The macabre way in which slave history has been ignored in Green Point is more evident when you look at the final resting place of the bones. On the face-brick building of the Prestwich Place Memorial, there is a loud logo for Truth Coffee Roasting – one of Cape Town’s premier hangouts for flat whites and hipsters.
“In a city overflowing with well-known cultural attractions and heritage sites, the Prestwich Memorial was often overlooked,” Truth states on its website.
“But since it became the birthplace of Truth Coffee Roasting, a growing number of Cape Town locals, tourists and coffee aficionados have unwittingly been lured to this under-cover burial ground. And been given a taste [of] how good slavery can be … (To artisan coffee of course, in this case!)”
To give people a “taste [of] how good slavery can be” is a hideous attempt to exploit slave history for coffee sales. It shows the gall and dysfunction of a city that prioritises money and tourism over the dignity of people who died building it.
But the problem doesn’t exist in Green Point alone. The popular Oranjezicht City Farm, near Orange Street, is partly located on land that belonged to Pieter van Breda, who owned among the largest numbers of slaves in the Cape.
This history has been erased from the urban farm market where foot traffic flows.
Clifton, a pricey residential area, is also a site of slave history. In the 1980s, a shipwreck from 1794 was discovered along with the remains of at least 200 Mozambican slaves just 100m from Clifton beach. But no memorial exists.
Despite the trauma and violence of slavery, and the heroic slaves who fought for freedom, Cape Town still has more room to accommodate colonial narratives than it does the history of its oppressed people.
Statues of Cecil John Rhodes, Jan van Riebeeck and fellow colonialists stand tall in the city. A slave monument was built in Church Square, a former slave market, but it’s easy to miss, unable to live up to the stature of colonial praise monuments.
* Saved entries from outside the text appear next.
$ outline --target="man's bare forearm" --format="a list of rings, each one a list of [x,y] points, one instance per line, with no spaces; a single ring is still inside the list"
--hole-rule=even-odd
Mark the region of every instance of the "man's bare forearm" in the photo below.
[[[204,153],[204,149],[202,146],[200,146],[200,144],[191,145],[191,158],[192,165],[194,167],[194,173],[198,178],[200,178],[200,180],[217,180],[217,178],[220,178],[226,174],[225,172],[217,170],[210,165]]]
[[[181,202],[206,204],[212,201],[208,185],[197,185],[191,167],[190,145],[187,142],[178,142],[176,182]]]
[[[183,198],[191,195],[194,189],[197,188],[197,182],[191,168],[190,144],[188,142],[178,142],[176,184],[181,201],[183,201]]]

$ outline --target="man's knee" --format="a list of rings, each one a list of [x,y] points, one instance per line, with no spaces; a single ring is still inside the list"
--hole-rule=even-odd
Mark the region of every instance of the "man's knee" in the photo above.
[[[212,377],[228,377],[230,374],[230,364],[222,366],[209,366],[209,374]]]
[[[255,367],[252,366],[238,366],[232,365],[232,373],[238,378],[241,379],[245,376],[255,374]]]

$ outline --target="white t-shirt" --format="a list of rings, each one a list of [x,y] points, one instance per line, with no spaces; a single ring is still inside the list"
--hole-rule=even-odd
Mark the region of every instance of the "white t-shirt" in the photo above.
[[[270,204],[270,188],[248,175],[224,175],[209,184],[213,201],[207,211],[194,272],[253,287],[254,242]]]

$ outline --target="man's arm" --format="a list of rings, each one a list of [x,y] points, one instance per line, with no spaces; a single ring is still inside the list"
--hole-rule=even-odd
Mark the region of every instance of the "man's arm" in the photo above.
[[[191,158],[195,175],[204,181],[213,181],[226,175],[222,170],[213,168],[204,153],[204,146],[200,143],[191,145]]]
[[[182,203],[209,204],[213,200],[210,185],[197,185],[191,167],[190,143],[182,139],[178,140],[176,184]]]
There are more spaces where slave history has been limply pointed out, but they lack prominence.
This distortion of our public space is even more disturbing when we consider the relevance of slavery as a blueprint for apartheid and the racism still experienced by people of colour today.
It’s high time Cape Town reclaimed the history and heritage of the slaves whose blood spilled into our streets, and whose bones remain buried beneath our city.